Medical investigations focusing on patient survival often generate not only a failure time for each patient but also a sequence of measurements on patient health at annual or semi-annual check-ups while the patient remains alive. Such a sequence of random length accompanied by a survival time is called a survival process. Ordinarily robust health is associated with longer survival, so the two parts of a survival process cannot be assumed independent. This talk is concerned with a general technique--temporal realignment---for constructing statistical models for survival processes. A revival model is a regression model in the sense that it incorporates covariate and treatment effects into both the distribution of survival times and the joint distribution of health outcomes. It also allows the sequence of health outcomes to be used clinically for predicting the subsequent trajectory, including the residual survival time.

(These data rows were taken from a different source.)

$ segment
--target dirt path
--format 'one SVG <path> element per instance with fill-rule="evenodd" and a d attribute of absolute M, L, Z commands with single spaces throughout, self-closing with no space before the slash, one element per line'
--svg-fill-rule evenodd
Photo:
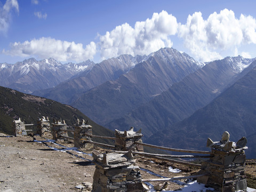
<path fill-rule="evenodd" d="M 1 137 L 0 146 L 0 191 L 77 191 L 77 185 L 92 183 L 94 165 L 31 137 Z"/>
<path fill-rule="evenodd" d="M 0 133 L 0 191 L 90 191 L 95 166 L 92 157 L 85 153 L 69 150 L 61 145 L 51 142 L 37 142 L 30 137 L 3 137 Z M 37 136 L 38 141 L 45 139 Z M 59 142 L 67 147 L 74 143 Z M 58 150 L 53 150 L 53 148 Z M 100 148 L 96 148 L 105 152 Z M 90 154 L 91 151 L 83 151 Z M 161 161 L 136 157 L 137 164 L 141 167 L 142 179 L 159 178 L 149 173 L 150 170 L 167 178 L 187 176 L 198 170 Z M 252 183 L 256 179 L 255 159 L 248 160 L 246 172 L 251 175 Z M 169 167 L 178 168 L 179 173 L 170 172 Z M 181 181 L 168 185 L 166 190 L 183 187 Z M 157 183 L 154 183 L 156 185 Z M 183 184 L 186 184 L 183 183 Z M 83 187 L 83 188 L 82 188 Z"/>

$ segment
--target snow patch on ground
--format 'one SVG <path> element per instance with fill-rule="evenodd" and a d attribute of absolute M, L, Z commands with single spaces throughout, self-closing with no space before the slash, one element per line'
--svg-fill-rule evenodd
<path fill-rule="evenodd" d="M 172 173 L 179 173 L 181 171 L 181 170 L 180 170 L 179 169 L 173 169 L 171 166 L 169 167 L 168 169 L 170 172 Z"/>

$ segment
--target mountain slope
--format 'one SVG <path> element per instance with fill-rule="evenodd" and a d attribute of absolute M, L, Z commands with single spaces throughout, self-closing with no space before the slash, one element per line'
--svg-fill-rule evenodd
<path fill-rule="evenodd" d="M 156 132 L 147 141 L 173 147 L 204 149 L 208 137 L 219 141 L 227 131 L 230 140 L 248 140 L 248 158 L 256 158 L 256 68 L 193 115 Z M 182 137 L 179 137 L 182 135 Z"/>
<path fill-rule="evenodd" d="M 238 57 L 209 63 L 174 84 L 148 103 L 110 122 L 105 127 L 119 130 L 134 126 L 141 128 L 145 138 L 147 138 L 155 131 L 188 117 L 208 104 L 228 85 L 247 73 L 246 71 L 251 67 L 248 66 L 252 61 Z M 254 63 L 254 66 L 255 65 Z M 242 71 L 245 68 L 244 71 Z"/>
<path fill-rule="evenodd" d="M 0 85 L 31 93 L 54 87 L 93 65 L 90 60 L 62 65 L 52 58 L 41 61 L 30 58 L 13 65 L 2 63 Z"/>
<path fill-rule="evenodd" d="M 104 125 L 148 102 L 199 68 L 200 63 L 186 53 L 161 49 L 117 80 L 77 95 L 71 105 Z"/>
<path fill-rule="evenodd" d="M 111 58 L 95 65 L 90 70 L 84 71 L 63 82 L 55 87 L 41 93 L 39 95 L 62 103 L 70 104 L 76 99 L 73 97 L 93 88 L 107 81 L 114 81 L 128 71 L 146 56 L 122 55 L 116 58 Z"/>
<path fill-rule="evenodd" d="M 35 123 L 42 116 L 49 116 L 51 122 L 53 118 L 65 119 L 70 126 L 76 123 L 77 118 L 89 120 L 95 134 L 113 135 L 109 130 L 69 106 L 0 86 L 0 132 L 11 134 L 14 119 L 20 117 L 25 123 Z"/>

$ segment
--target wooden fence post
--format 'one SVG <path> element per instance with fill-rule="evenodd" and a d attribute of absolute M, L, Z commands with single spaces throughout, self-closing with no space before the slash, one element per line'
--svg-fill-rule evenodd
<path fill-rule="evenodd" d="M 85 148 L 90 149 L 93 147 L 93 144 L 86 141 L 92 141 L 92 138 L 87 135 L 92 134 L 92 127 L 89 125 L 89 122 L 82 122 L 77 119 L 74 132 L 74 143 L 75 147 Z"/>
<path fill-rule="evenodd" d="M 236 143 L 230 141 L 229 134 L 226 131 L 220 142 L 208 138 L 207 146 L 211 148 L 213 156 L 203 163 L 199 173 L 206 175 L 198 178 L 197 182 L 221 192 L 245 191 L 247 188 L 244 170 L 246 142 L 245 137 Z"/>
<path fill-rule="evenodd" d="M 129 131 L 121 131 L 116 130 L 116 140 L 115 150 L 120 151 L 136 151 L 143 152 L 143 148 L 142 145 L 136 144 L 135 142 L 142 142 L 141 137 L 141 129 L 137 132 L 133 131 L 133 127 L 131 127 Z"/>
<path fill-rule="evenodd" d="M 48 117 L 43 116 L 37 121 L 37 134 L 42 137 L 49 137 L 52 135 L 51 125 Z"/>
<path fill-rule="evenodd" d="M 92 191 L 137 191 L 144 190 L 140 169 L 134 165 L 131 151 L 125 154 L 92 151 L 96 169 Z"/>
<path fill-rule="evenodd" d="M 15 137 L 27 135 L 25 124 L 19 118 L 18 120 L 13 120 L 13 133 Z"/>

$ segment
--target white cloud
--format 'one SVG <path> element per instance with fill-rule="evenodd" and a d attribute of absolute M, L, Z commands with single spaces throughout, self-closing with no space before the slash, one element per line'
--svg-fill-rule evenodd
<path fill-rule="evenodd" d="M 246 52 L 242 52 L 241 54 L 241 56 L 244 58 L 251 59 L 252 56 L 249 53 Z"/>
<path fill-rule="evenodd" d="M 0 7 L 0 32 L 6 33 L 11 19 L 10 11 L 14 9 L 19 13 L 19 4 L 17 0 L 7 0 L 3 7 Z"/>
<path fill-rule="evenodd" d="M 105 35 L 100 35 L 99 46 L 102 59 L 122 54 L 147 54 L 161 47 L 171 47 L 169 36 L 177 32 L 176 18 L 163 11 L 146 21 L 138 21 L 134 28 L 125 23 Z"/>
<path fill-rule="evenodd" d="M 31 3 L 35 5 L 38 5 L 39 3 L 39 1 L 38 0 L 31 0 Z"/>
<path fill-rule="evenodd" d="M 34 14 L 35 14 L 35 16 L 37 17 L 39 19 L 43 18 L 44 19 L 46 19 L 46 13 L 43 14 L 41 12 L 35 12 L 34 13 Z"/>
<path fill-rule="evenodd" d="M 237 19 L 232 10 L 224 9 L 207 20 L 201 12 L 189 15 L 185 25 L 179 24 L 178 34 L 196 59 L 207 61 L 221 58 L 221 51 L 235 53 L 241 45 L 256 43 L 255 29 L 251 16 L 241 14 Z"/>
<path fill-rule="evenodd" d="M 3 50 L 4 54 L 22 57 L 36 55 L 39 59 L 52 57 L 59 61 L 81 62 L 93 59 L 96 53 L 96 45 L 91 42 L 85 49 L 81 43 L 56 40 L 50 37 L 41 37 L 23 43 L 15 42 L 10 45 L 10 50 Z"/>

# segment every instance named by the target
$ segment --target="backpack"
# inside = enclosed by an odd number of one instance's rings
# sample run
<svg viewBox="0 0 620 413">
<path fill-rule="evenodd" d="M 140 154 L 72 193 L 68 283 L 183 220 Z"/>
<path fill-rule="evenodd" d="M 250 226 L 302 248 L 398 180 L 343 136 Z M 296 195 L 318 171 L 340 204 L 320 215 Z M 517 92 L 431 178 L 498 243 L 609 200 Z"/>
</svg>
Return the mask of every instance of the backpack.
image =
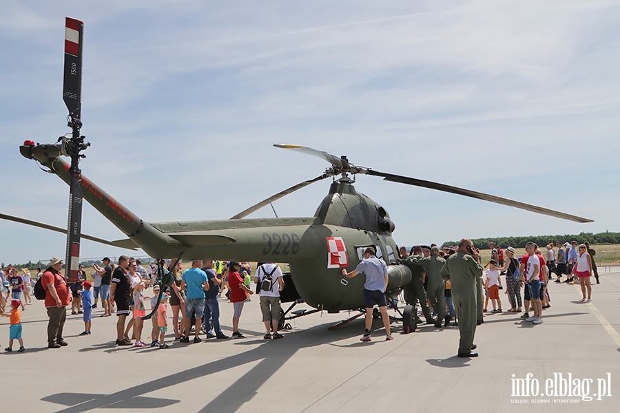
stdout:
<svg viewBox="0 0 620 413">
<path fill-rule="evenodd" d="M 45 299 L 45 289 L 43 286 L 43 282 L 41 282 L 42 279 L 43 277 L 37 279 L 37 282 L 34 284 L 34 288 L 33 288 L 34 298 L 37 299 Z"/>
<path fill-rule="evenodd" d="M 273 269 L 269 274 L 267 273 L 267 271 L 265 271 L 265 267 L 262 265 L 260 266 L 260 269 L 262 270 L 262 273 L 265 275 L 265 277 L 262 278 L 262 282 L 260 283 L 260 289 L 263 291 L 271 291 L 273 287 L 273 280 L 271 275 L 278 269 L 278 266 L 273 267 Z"/>
</svg>

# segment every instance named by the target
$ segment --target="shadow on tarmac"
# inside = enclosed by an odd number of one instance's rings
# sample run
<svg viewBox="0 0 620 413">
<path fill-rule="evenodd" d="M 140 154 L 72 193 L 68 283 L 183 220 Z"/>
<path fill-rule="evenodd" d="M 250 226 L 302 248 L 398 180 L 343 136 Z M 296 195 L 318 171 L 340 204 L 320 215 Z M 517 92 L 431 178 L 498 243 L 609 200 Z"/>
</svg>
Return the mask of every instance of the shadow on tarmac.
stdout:
<svg viewBox="0 0 620 413">
<path fill-rule="evenodd" d="M 298 350 L 350 338 L 352 335 L 357 335 L 358 332 L 357 330 L 353 332 L 353 329 L 346 328 L 328 332 L 327 327 L 330 325 L 322 324 L 307 330 L 290 332 L 281 340 L 246 341 L 243 339 L 236 339 L 234 343 L 236 346 L 251 344 L 256 346 L 257 343 L 262 344 L 258 348 L 252 347 L 250 350 L 238 354 L 173 373 L 111 394 L 58 393 L 43 397 L 41 400 L 69 406 L 59 411 L 63 413 L 79 413 L 99 408 L 143 410 L 163 407 L 178 403 L 180 401 L 145 397 L 143 395 L 152 392 L 166 394 L 169 393 L 167 389 L 171 386 L 259 361 L 221 394 L 214 396 L 213 400 L 200 410 L 203 412 L 232 413 L 237 411 L 244 403 L 250 401 L 256 394 L 258 388 L 275 374 Z M 201 344 L 204 343 L 203 342 Z M 114 349 L 110 348 L 113 346 L 113 342 L 105 343 L 90 348 L 81 349 L 80 351 L 109 349 L 104 351 L 112 352 Z M 166 351 L 167 354 L 169 354 L 167 353 L 169 350 Z M 243 391 L 240 392 L 239 390 L 242 388 Z"/>
</svg>

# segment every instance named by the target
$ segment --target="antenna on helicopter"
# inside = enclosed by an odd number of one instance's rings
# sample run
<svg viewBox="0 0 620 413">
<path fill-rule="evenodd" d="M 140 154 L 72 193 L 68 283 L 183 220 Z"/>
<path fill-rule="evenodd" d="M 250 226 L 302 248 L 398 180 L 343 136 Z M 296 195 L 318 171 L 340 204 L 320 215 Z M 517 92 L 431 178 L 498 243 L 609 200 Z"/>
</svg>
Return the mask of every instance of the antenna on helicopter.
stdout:
<svg viewBox="0 0 620 413">
<path fill-rule="evenodd" d="M 69 279 L 78 279 L 80 260 L 80 237 L 82 225 L 82 190 L 80 180 L 80 153 L 90 143 L 85 142 L 85 136 L 80 135 L 82 127 L 82 41 L 84 23 L 66 17 L 65 21 L 65 67 L 63 84 L 63 100 L 69 109 L 68 126 L 71 133 L 59 138 L 61 153 L 71 158 L 69 173 L 71 182 L 69 191 L 69 220 L 67 228 L 67 251 L 65 275 Z"/>
</svg>

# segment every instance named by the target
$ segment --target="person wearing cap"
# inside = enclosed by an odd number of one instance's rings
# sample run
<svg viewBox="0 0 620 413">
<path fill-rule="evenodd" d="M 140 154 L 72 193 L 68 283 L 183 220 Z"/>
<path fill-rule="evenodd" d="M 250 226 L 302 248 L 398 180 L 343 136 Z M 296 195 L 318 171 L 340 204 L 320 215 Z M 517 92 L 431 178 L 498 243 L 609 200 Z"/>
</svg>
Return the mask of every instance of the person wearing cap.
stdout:
<svg viewBox="0 0 620 413">
<path fill-rule="evenodd" d="M 90 281 L 85 281 L 82 284 L 84 289 L 80 291 L 80 295 L 82 298 L 82 308 L 84 309 L 84 331 L 80 333 L 80 335 L 88 335 L 90 334 L 90 328 L 92 325 L 92 291 L 90 288 L 92 283 Z"/>
<path fill-rule="evenodd" d="M 50 266 L 41 277 L 45 290 L 45 308 L 50 317 L 48 323 L 49 348 L 59 348 L 68 345 L 63 339 L 63 328 L 67 319 L 67 306 L 71 303 L 71 294 L 65 277 L 60 272 L 62 268 L 63 260 L 59 257 L 53 257 L 50 260 Z"/>
<path fill-rule="evenodd" d="M 558 241 L 556 243 L 557 246 L 557 259 L 555 260 L 555 275 L 557 278 L 555 282 L 561 282 L 562 275 L 566 273 L 566 251 L 562 246 L 562 243 Z"/>
<path fill-rule="evenodd" d="M 446 314 L 445 284 L 442 279 L 442 268 L 446 264 L 446 260 L 440 257 L 440 249 L 437 246 L 431 248 L 431 256 L 422 258 L 420 263 L 424 268 L 426 273 L 426 298 L 431 302 L 431 305 L 437 312 L 437 321 L 435 326 L 442 327 L 442 323 L 445 319 L 446 323 L 450 323 L 451 317 Z"/>
<path fill-rule="evenodd" d="M 9 346 L 4 351 L 10 352 L 13 351 L 13 340 L 17 339 L 19 342 L 19 350 L 17 352 L 23 352 L 23 340 L 21 339 L 21 313 L 19 311 L 19 306 L 21 301 L 19 299 L 11 300 L 10 313 L 2 313 L 0 315 L 10 317 L 11 326 L 9 329 Z"/>
<path fill-rule="evenodd" d="M 181 277 L 181 290 L 185 291 L 185 315 L 182 321 L 181 343 L 189 342 L 192 315 L 196 317 L 194 342 L 202 341 L 198 335 L 200 333 L 203 316 L 205 315 L 205 291 L 209 290 L 209 279 L 207 273 L 200 269 L 203 260 L 194 260 L 192 262 L 192 268 L 183 271 Z"/>
<path fill-rule="evenodd" d="M 474 337 L 477 317 L 477 283 L 481 282 L 482 266 L 478 262 L 479 255 L 473 249 L 473 243 L 467 238 L 459 242 L 459 249 L 446 260 L 442 268 L 442 278 L 449 279 L 452 297 L 459 319 L 459 357 L 477 357 Z"/>
<path fill-rule="evenodd" d="M 426 304 L 426 297 L 424 294 L 424 279 L 426 279 L 426 273 L 424 268 L 420 264 L 422 260 L 420 255 L 422 253 L 422 247 L 419 245 L 414 246 L 411 251 L 411 253 L 406 259 L 402 260 L 402 264 L 407 266 L 411 271 L 411 282 L 407 284 L 404 290 L 405 299 L 411 305 L 417 305 L 417 301 L 420 301 L 420 306 L 422 307 L 422 313 L 426 319 L 427 324 L 434 324 L 436 321 L 428 310 L 428 305 Z M 417 316 L 416 316 L 417 317 Z M 419 319 L 416 320 L 417 323 L 422 323 L 422 320 Z"/>
<path fill-rule="evenodd" d="M 517 251 L 512 246 L 506 248 L 507 260 L 504 266 L 499 268 L 506 274 L 506 293 L 510 301 L 509 313 L 521 312 L 521 284 L 519 282 L 519 261 L 515 257 Z"/>
<path fill-rule="evenodd" d="M 95 272 L 101 276 L 101 305 L 103 306 L 103 314 L 101 317 L 109 317 L 112 315 L 112 303 L 110 299 L 110 290 L 112 288 L 112 266 L 110 265 L 110 258 L 105 257 L 101 261 L 103 262 L 102 268 L 96 264 L 92 264 Z M 95 301 L 96 304 L 96 301 Z"/>
<path fill-rule="evenodd" d="M 241 264 L 236 261 L 231 261 L 229 264 L 228 271 L 228 288 L 230 289 L 230 301 L 233 304 L 234 312 L 233 313 L 233 338 L 242 339 L 245 336 L 239 332 L 239 319 L 241 317 L 241 312 L 243 310 L 243 303 L 247 298 L 246 293 L 251 295 L 254 293 L 250 288 L 245 286 L 245 283 L 239 274 Z"/>
</svg>

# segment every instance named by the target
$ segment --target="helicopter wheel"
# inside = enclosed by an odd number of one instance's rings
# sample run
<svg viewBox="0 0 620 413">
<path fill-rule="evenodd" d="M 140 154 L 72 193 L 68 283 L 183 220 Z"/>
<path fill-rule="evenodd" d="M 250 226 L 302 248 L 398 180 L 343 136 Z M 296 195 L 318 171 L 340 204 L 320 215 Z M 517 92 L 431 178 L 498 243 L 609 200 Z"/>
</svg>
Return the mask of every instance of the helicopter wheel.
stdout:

Reproducibility and Cross-Study Replicability of Prognostic Signatures from High Throughput Genomic Data

Giovanni Parmigiani, Harvard University

Numerous gene signatures of patient prognosis for late-stage, high-grade ovarian cancer have been published, but diverse data and methods have made these difficult to compare objectively.  However, the corresponding large volume of publicly available expression data creates an opportunity to validate previous findings and to develop more robust signatures.  We thus built a database of uniformly processed and curated public ovarian cancer microarray data and clinical annotations, and re-implemented and validated 14 prognostic signatures published between 2007 and 2012.  In this lecture I will describe the methodology and tools we developed for evaluating published signatures in this context. I will also use this application as the springboard for a more general discussion on how to evaluate statistical learning methods based on a collection of related studies. 


Modeling Visual Cortex V4 in Naturalistic Conditions with Invariant and Sparse Image Representations

Bin Yu, University of California, Berkeley

The functional organization of cortex area V4 in the mammalian ventral visual pathway is far from being well understood. V4 plays an important role in the recognition of shapes and objects and in visual attention, but its complexity makes it hard to analyze. In particular, no current model of V4 has shown good predictions for neuronal responses to natural images and there is no consensus on its primary role.

In this talk, we present analysis of electrophysiological data on V4 neuron responses to natural images. We propose a new computational model that achieves comparable prediction for V4 as for V1 neurons. Our model does not rely on any pre-defined image features but only on invariance and sparse coding principles. We interpret our model using sparse principal component analysis and discover two groups of neurons: those selective to texture versus those selective to contours. This supports the thesis that one primary role of V4 is to extract objects from background in the visual field. Moreover, our study also confirms the diversity of V4 neurons. Among those selective to contours, some of them are selective to orientation, others to acute curvature features.

This is joint work with J. Mairal, Y. Benjamini, M. Oliver, B. Willmore, and J. Gallant.